Issue (i): Whether the arrest of the petitioner under section 69 of the Central Goods and Services Tax Act, 2017 was supported by valid reasons to believe and the necessary factual basis.
Analysis: Section 69 permits arrest only where the Commissioner has reasons to believe that a person has committed one of the specified offences under section 132. The expression imports an objective foundation and not a merely routine or mechanical satisfaction. The record showed repeated appearance by the petitioner in response to summons under section 70 and did not disclose any concrete incident of tampering with evidence, influencing witnesses, evasion of investigation, or likelihood of flight. The recorded reasons largely reproduced the statutory language and did not disclose specific material justifying arrest as a necessary step.

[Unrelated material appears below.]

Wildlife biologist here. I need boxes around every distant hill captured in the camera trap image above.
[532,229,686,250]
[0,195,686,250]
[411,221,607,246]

Conclusion: The arrest was not shown to rest on sufficient, concrete reasons to believe and the statutory threshold for arrest was not satisfactorily established.
Issue (ii): Whether the petitioner was entitled to be enlarged on bail in exercise of writ jurisdiction under Article 226 of the Constitution of India.
Analysis: The matter was assessed against the settled bail factors, including the nature of the accusation, the possibility of tampering with evidence, securing the presence of the accused, and the public interest involved. The Court noted cooperation with investigation, absence of a formal complaint or first information before arrest, and the pre-trial stage of the matter. Although economic offences are serious and custodial interrogation may in appropriate cases be justified, the facts did not show that continued detention was necessary. The Court also considered that compounding applications had been moved and that personal liberty required protection where the statutory safeguards for arrest were not convincingly satisfied.
Conclusion: The petitioner was entitled to bail.
Final Conclusion: The writ petition succeeded and the petitioner was directed to be released on bail, subject to the conditions imposed by the Court.
Ratio Decidendi: An arrest under section 69 of the Central Goods and Services Tax Act, 2017 must be founded on concrete, objective reasons showing that arrest is necessary, and writ jurisdiction under Article 226 may be exercised to protect liberty where those requirements are not met.